Policiais presos fazem motim no Batalhão de Guarda da PM, em Manaus

O motivo seria o cancelamento das visitas de parentes ao presídio, que aconteceria hoje, e também a falta de energia na noite de ontem no local 21/04/2016 às 16:31 - Atualizado em 21/04/2016 às 17:41
Vinicius Leal Manaus

Um princípio de motim foi registrado na tarde desta quinta-feira (21) no Núcleo de Implantação de Presídio Militar da Polícia Militar do Amazonas, conhecido como Batalhão de Guarda da PM, localizado no bairro Monte das Oliveiras, na Zona Norte de Manaus.

Conforme informações confirmadas pela assessoria de imprensa da PM, os policiais militares presos queimaram jornais e livros no corredor que divide as celas, em protesto.

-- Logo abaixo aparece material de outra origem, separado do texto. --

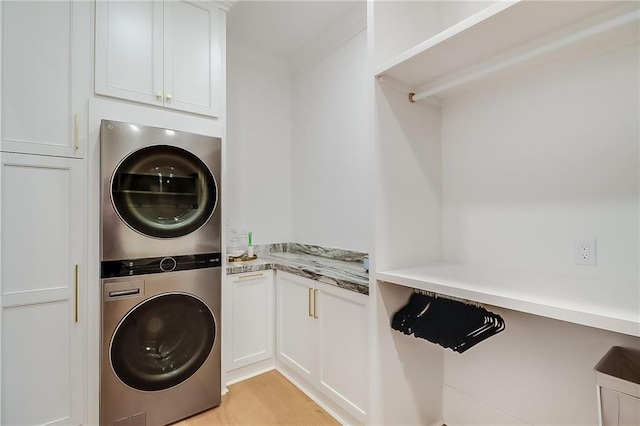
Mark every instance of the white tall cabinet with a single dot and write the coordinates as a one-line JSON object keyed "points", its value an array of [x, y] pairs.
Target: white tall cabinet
{"points": [[45, 86], [43, 290], [175, 61]]}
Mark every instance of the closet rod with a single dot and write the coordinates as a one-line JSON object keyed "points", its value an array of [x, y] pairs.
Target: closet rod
{"points": [[445, 296], [398, 85], [613, 23]]}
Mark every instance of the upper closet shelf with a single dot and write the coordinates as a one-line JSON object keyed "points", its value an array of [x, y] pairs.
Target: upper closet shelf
{"points": [[507, 38], [577, 300]]}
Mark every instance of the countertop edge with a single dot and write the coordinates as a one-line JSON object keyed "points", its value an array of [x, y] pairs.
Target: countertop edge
{"points": [[341, 283]]}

O motivo do princípio de rebelião foi o cancelamento das visitas de parentes, que aconteceria ao longo desta quinta, a superlotação da unidade e também pela interrupção no fornecimento de energia na noite de quarta-feira no local.

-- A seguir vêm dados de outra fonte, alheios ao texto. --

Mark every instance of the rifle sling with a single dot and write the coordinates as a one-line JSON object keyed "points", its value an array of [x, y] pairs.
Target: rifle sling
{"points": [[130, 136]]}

Segundo peritos da Polícia Civil que foram ao local, o fogo e a fumaça se alastraram rapidamente pelo corredor e os PMs presos chegaram a quebrar a porta que dá acesso das celas para o pátio. O Corpo de Bombeiros chegou a ser acionado, mas ao chegarem ao Batalhão de Guardas o fogo já havia sido controlado.

“Houve princípio de rebelião por parte dos presos porque ontem houve falta de energia e hoje foi cancelada a visita”, informou a assessoria por telefone. Segundo a PM, as visitas são oficialmente feitas aos sábados e domingos, mas também aconteciam nos feriados. Porém, o novo diretor da unidade decidiu mudar isso.

“Eles eram acostumados a ter (visitas) também nos feriados. O novo diretor tomou essa decisão de mudar (deixas as visitas somente nos finais de semana). Eles não estão gostando da nova direção”, informou também por telefone um funcionário da assessoria de imprensa.

Até a publicação desta matéria, advogados, presidentes de associações de policiais e os comandantes da Polícia Militar negociavam com os presos o fim do motim. Não houve feridos nem reféns.